Should Chicago win the museum, Perry said the institution would need to grow in size to make up for the loss of current, off-site storage in San Francisco. He also said previous architectural renderings would be tossed and the design process would start anew.
"I really do want to stress from the beginning, we're not trying to play funny with words and say we may come back at you for this tax, or for this request for money," Perry said. "This is a gift of philanthropy in the style of a Rockefeller, a Carnegie, a Mellon or a Smithson (the founding donor of the Smithsonian Institution). This is a sort of once-in-a-lifetime gift of philanthropy that this country hasn't seen from a cultural perspective in many, many decades."
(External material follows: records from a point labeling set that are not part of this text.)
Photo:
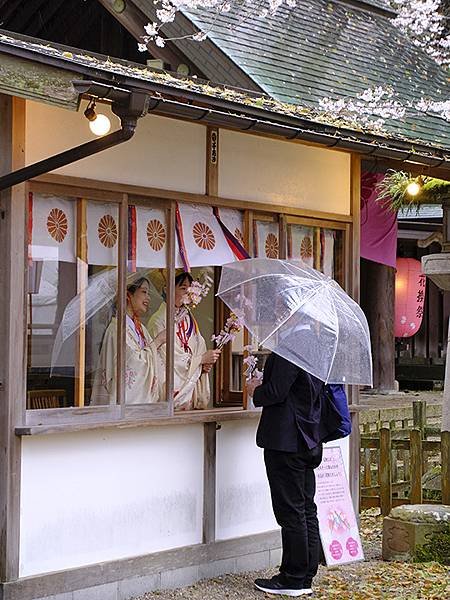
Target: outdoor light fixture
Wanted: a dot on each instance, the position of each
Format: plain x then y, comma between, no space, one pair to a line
99,124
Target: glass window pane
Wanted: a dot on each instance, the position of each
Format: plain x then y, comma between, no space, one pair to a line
300,242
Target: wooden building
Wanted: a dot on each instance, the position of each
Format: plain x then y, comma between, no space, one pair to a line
111,501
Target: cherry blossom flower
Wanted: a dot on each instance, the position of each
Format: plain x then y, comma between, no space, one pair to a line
233,325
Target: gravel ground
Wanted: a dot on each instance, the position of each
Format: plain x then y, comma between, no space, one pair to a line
372,579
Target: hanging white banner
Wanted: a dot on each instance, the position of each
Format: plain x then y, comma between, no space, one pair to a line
301,243
327,252
233,219
102,233
53,228
151,237
267,244
204,240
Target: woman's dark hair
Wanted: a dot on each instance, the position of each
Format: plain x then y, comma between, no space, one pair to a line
181,277
137,284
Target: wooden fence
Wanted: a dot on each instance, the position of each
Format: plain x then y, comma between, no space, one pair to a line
393,461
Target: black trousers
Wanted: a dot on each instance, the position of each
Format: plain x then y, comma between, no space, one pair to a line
292,487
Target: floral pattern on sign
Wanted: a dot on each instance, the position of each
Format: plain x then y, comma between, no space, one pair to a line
156,234
203,236
238,235
306,248
107,231
271,246
57,225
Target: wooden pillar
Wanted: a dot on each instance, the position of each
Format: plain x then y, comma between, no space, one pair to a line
378,304
12,331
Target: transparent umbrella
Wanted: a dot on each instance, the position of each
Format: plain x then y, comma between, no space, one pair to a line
302,315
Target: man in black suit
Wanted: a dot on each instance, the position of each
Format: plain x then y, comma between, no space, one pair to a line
296,417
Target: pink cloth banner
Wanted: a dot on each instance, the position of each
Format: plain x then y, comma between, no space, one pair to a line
338,526
378,224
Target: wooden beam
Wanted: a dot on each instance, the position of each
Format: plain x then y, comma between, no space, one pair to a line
82,281
103,190
378,303
79,578
209,482
13,330
353,289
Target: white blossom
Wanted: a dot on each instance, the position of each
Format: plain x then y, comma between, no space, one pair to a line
441,109
372,102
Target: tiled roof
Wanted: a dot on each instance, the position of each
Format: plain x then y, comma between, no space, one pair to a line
334,49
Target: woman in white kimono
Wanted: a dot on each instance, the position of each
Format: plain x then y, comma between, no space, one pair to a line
143,382
192,360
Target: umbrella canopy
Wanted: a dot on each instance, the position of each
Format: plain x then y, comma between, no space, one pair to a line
302,315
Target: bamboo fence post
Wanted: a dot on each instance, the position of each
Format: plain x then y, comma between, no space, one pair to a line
420,416
415,437
385,477
367,475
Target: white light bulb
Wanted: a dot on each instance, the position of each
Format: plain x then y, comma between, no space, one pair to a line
413,188
100,125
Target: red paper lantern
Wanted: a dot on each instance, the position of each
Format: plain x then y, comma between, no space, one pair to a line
410,286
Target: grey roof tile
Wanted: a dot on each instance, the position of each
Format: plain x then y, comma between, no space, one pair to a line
329,48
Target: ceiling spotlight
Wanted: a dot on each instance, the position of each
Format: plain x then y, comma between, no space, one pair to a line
99,124
414,187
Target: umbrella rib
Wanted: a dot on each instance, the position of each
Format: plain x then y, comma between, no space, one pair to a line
297,308
253,278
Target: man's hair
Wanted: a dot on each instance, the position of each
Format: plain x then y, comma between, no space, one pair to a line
137,284
181,277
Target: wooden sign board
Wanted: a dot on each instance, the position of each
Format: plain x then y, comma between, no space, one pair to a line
337,521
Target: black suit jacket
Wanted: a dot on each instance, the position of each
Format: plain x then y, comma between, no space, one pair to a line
295,409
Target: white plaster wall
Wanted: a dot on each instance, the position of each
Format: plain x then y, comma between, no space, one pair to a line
94,496
281,173
163,153
243,504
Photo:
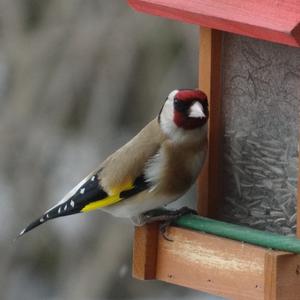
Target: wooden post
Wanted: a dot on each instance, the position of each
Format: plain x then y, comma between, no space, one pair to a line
298,194
145,251
209,184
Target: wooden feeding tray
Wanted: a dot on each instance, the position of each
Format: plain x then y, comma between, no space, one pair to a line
214,264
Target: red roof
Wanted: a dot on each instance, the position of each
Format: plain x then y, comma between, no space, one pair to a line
272,20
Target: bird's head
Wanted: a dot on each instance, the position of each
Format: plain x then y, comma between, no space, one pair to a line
184,111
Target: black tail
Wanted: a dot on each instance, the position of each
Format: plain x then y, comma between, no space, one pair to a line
64,209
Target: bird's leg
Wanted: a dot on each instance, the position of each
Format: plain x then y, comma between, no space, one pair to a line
166,217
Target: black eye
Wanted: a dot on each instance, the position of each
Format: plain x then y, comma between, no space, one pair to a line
180,105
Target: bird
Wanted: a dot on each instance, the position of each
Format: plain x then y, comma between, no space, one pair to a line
153,169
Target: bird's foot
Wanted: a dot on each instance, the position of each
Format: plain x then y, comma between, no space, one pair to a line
166,217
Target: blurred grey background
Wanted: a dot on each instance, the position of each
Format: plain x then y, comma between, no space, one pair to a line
77,80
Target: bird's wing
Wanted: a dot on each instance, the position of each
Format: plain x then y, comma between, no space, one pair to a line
119,177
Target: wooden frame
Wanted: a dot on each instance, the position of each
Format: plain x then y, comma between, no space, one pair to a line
202,261
215,265
197,260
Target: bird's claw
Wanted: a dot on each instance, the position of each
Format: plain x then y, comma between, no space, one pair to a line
166,217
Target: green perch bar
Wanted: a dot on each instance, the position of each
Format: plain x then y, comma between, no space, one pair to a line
240,233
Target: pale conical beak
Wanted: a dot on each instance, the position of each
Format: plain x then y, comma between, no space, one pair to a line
196,111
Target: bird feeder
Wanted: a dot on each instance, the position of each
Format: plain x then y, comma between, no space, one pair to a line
249,66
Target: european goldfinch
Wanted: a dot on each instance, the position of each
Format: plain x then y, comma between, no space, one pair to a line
154,168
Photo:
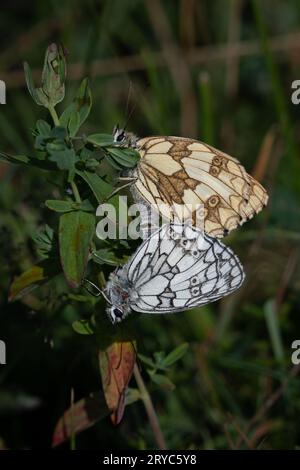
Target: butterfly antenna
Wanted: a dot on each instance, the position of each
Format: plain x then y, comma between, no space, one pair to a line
127,113
94,290
128,98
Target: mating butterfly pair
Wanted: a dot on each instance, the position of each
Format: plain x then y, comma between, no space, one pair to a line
180,267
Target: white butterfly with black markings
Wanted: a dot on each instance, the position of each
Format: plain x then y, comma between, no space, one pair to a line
177,268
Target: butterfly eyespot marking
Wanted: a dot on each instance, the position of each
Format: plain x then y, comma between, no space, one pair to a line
214,171
213,201
217,161
195,291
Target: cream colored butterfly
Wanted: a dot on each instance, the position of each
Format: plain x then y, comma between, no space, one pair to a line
177,172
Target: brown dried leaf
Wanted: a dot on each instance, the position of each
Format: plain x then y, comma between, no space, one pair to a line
116,368
82,415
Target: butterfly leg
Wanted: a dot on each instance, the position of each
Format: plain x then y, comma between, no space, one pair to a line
116,191
94,290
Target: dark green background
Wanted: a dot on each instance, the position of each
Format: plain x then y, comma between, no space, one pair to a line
220,71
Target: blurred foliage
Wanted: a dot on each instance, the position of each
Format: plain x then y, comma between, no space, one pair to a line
235,386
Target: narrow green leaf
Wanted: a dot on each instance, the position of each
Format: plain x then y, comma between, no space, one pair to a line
100,188
76,230
113,163
53,75
100,140
271,316
82,327
64,159
14,158
31,278
60,206
30,84
43,128
162,381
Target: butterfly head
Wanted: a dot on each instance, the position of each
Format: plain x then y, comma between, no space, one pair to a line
124,138
118,296
115,314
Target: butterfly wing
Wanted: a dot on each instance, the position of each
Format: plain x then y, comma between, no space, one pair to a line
184,173
178,268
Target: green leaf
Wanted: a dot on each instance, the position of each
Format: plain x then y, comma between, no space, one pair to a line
53,75
30,84
125,157
132,395
100,140
105,256
113,163
76,230
162,381
175,355
82,327
87,206
77,112
44,240
5,157
52,90
100,188
43,128
271,316
147,360
64,159
60,206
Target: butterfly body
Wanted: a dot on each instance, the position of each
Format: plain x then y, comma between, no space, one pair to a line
177,268
176,174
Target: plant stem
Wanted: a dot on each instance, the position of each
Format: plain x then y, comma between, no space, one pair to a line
154,423
54,115
75,191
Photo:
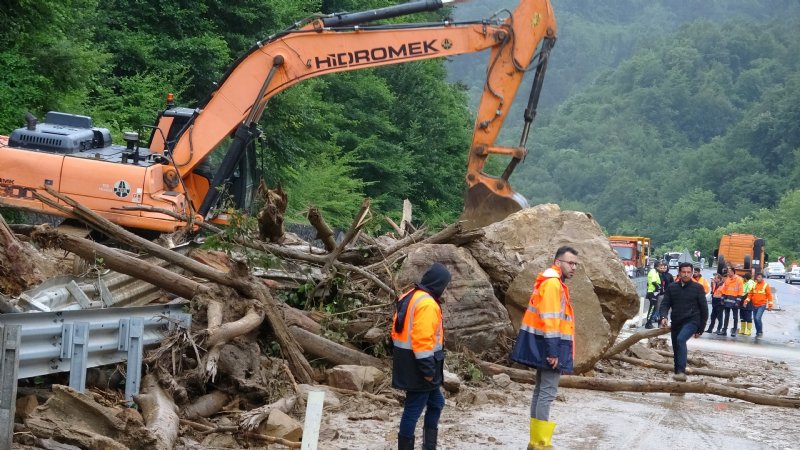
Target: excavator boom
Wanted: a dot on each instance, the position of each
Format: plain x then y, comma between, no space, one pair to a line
148,187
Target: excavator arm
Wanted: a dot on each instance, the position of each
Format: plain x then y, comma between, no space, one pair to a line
340,43
149,187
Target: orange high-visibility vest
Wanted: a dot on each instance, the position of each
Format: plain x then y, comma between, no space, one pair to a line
704,283
422,331
733,287
548,326
761,295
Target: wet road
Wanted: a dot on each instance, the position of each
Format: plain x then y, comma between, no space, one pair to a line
781,340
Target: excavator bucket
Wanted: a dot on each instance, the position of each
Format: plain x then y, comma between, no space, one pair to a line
482,206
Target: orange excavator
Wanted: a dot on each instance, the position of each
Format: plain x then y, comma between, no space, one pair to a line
159,185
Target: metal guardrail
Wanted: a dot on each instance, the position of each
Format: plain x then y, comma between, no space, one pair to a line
73,341
9,364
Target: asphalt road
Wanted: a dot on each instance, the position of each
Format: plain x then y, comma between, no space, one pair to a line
781,340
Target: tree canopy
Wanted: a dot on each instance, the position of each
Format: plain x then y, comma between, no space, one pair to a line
663,118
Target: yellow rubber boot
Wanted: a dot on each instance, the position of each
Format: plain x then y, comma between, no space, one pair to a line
541,434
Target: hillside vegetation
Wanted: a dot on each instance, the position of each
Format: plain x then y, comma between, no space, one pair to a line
672,119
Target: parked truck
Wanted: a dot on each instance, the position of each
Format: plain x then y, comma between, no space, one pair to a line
634,251
744,251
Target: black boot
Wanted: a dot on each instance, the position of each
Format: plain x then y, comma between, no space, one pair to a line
429,436
404,443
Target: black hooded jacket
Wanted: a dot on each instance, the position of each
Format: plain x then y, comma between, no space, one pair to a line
408,372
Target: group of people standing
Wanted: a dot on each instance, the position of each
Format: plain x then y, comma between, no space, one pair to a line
740,299
546,335
545,342
685,302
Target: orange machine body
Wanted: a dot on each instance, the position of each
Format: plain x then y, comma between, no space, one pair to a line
163,176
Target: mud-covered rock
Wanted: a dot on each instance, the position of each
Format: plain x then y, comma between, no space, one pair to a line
513,251
473,316
355,378
281,425
452,383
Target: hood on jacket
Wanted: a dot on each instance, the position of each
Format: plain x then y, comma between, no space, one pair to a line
435,280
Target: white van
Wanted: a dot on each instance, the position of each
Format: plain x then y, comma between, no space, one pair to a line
775,269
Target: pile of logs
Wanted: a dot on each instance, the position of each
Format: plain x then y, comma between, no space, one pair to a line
237,313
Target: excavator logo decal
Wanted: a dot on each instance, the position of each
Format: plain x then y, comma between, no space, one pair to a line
122,188
358,57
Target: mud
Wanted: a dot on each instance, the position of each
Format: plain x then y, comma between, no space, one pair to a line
600,420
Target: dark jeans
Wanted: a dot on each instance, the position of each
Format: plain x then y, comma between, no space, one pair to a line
759,313
735,317
681,334
415,403
716,317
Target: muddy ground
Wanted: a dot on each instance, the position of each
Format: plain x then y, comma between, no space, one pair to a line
586,419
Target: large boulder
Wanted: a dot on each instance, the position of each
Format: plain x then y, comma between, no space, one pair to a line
514,251
473,317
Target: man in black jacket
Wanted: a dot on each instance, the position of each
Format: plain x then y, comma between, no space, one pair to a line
418,356
687,299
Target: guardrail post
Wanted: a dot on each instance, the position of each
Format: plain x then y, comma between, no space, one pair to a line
131,332
10,336
80,356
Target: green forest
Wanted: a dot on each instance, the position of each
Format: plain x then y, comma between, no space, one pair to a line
671,119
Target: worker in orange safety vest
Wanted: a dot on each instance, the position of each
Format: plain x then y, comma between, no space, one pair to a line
698,278
418,356
732,292
546,341
760,297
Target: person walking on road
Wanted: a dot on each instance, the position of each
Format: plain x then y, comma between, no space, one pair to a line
685,302
698,278
716,304
546,341
746,311
418,356
732,289
653,290
761,299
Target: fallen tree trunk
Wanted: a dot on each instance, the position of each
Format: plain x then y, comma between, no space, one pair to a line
18,263
250,420
182,286
634,338
695,361
324,232
207,405
603,384
719,373
333,352
159,413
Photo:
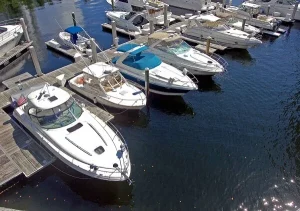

Chicago would seem to have some advantages over San Francisco, namely greater tourism traffic. Chicago set a record in 2012, the most recent year for which annual figures are available, with 46.37 million visitors. Emanuel recently increased the city's goal to 55 million visitors annually by 2020, up from 50 million.
The city of San Francisco attracted 16.51 million visitors in 2012, according to the San Francisco Travel Association.
"I think Chicago has a diversity of communities and level of accessibility that is unparalleled in the country," Spielfogel said. "We've got a larger, more vibrant city that would allow for a bigger audience, and we have a very supportive government who sees the potential for this to help on a local and international level."
Still, Lucas grew up in Modesto, Calif., about 90 miles east of San Francisco. And the city has shaped his life and career.
"I spent my whole young years up until I was in college coming to San Francisco, coming to the cultural events, coming to the baseball games," Lucas said during a September 2013 presentation at a public meeting at the Presidio.
"Back in those days, we had roadshow productions, where the movies were in the big theaters down on Market Street. We even had numbered seats, and I would come and see all the big movies here in San Francisco. And go to the museums. Generally, this, to me, was the cultural center of my life. So when I moved here in 1969, right out of college, I stayed here. And I built my business here. I never made a movie in Hollywood."
After four years of talks with The Presidio Trust, the tone has changed.
When asked whether Lucas still prefers that his museum be built in San Francisco, Perry said: "George Lucas prefers this museum be built for future generations. And I think it's obvious why the first place he looked at was right here in his own backyard. … But he ultimately feels that what is important is that this museum is built someplace where it will add to the educational benefit of young people and where the community embraces it."